[patch] Adding optimized kernel copying support - Part III

Bruce Evans bde at zeta.org.au
Wed May 31 16:25:32 PDT 2006


On Wed, 31 May 2006, Attilio Rao wrote:

> 2006/5/31, Suleiman Souhlal <ssouhlal at freebsd.org>:
>> Nice work. Any chance you could also port it to amd64? :-)
>
> Not in the near future, I think. :P

It is not useful for amd64.  An amd64 has enough instruction bandwidth
to saturate the L1 cache using 64-bit accesses although not using
32-bit accesses.  An amd64 has 64-bit integer registers which can be
accesses without the huge setup overheads and code complications for
MMX/XMM registers.  It already uses 64-bit registers or 64-bit movs
for copying and zeroing of course.  Perhaps it should use prefetches
and nontemporal writes more than it already does, but these don't
require using SSE2 instructions like nontemporal writes do for 32-bit
CPUs.

>> Does that mean it won't work with SMP and PREEMPTION?
>
> Yes it will work (even if I think it needs more testing) but maybe
> would give lesser performances on SMP|PREEMPTION due to too much
> traffic on memory/cache.

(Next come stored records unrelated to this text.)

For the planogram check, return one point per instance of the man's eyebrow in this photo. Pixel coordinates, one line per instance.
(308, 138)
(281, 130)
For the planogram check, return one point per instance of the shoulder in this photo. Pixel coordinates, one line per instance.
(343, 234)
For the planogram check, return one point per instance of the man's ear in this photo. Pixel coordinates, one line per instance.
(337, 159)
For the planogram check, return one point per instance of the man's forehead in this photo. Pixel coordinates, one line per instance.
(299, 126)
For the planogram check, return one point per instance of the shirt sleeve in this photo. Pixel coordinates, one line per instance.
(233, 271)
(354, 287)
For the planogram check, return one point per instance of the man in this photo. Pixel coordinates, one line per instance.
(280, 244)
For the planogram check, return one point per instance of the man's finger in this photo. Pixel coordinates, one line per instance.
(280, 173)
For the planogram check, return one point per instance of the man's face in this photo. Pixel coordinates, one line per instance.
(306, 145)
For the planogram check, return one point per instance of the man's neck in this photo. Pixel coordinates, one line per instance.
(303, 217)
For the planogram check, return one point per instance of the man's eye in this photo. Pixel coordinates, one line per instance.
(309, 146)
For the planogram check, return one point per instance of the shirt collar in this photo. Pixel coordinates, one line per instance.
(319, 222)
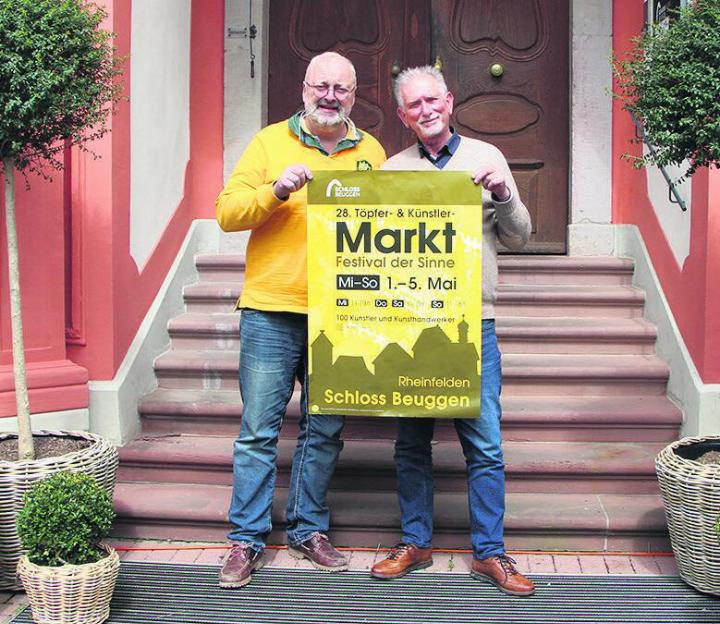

For this I was planing to use non-temporal
> instructions
> (obviously benchmarks would be very appreciate).

Er, isn't its main point to fix some !SMP assumptions made in the old
copying-through-the-FPU code?  (The old code is messy due to its avoidance
of global changes.  It wants to preserve the FPU state on the stack, but
this doesn't quite work so it does extra things (still mostly locally)
that only work in the !SMP && (!SMPng even with UP) case.  Patching this
approach to work with SMP || SMPng cases would make it messier.)

The new code wouldn't behave much differently under SMP.  It just might
be a smaller optimization because more memory pressure for SMP causes
more cache misses for everything and there are no benefits from copying
through MMX/XMM unless nontemporal writes are used.  All (?) CPUs with
MMX or SSE* can saturate main memory using 32-bit instructions.  On
32-bit CPUs, the benefits of using MMX/XMM come from being able to
saturate the L1 cache on some CPUs (mainly Athlons and not P[2-4]),
and from being able to use nontemporal writes on some CPUs (at least
AthlonXP via SSE extensions all CPUs with SSE2).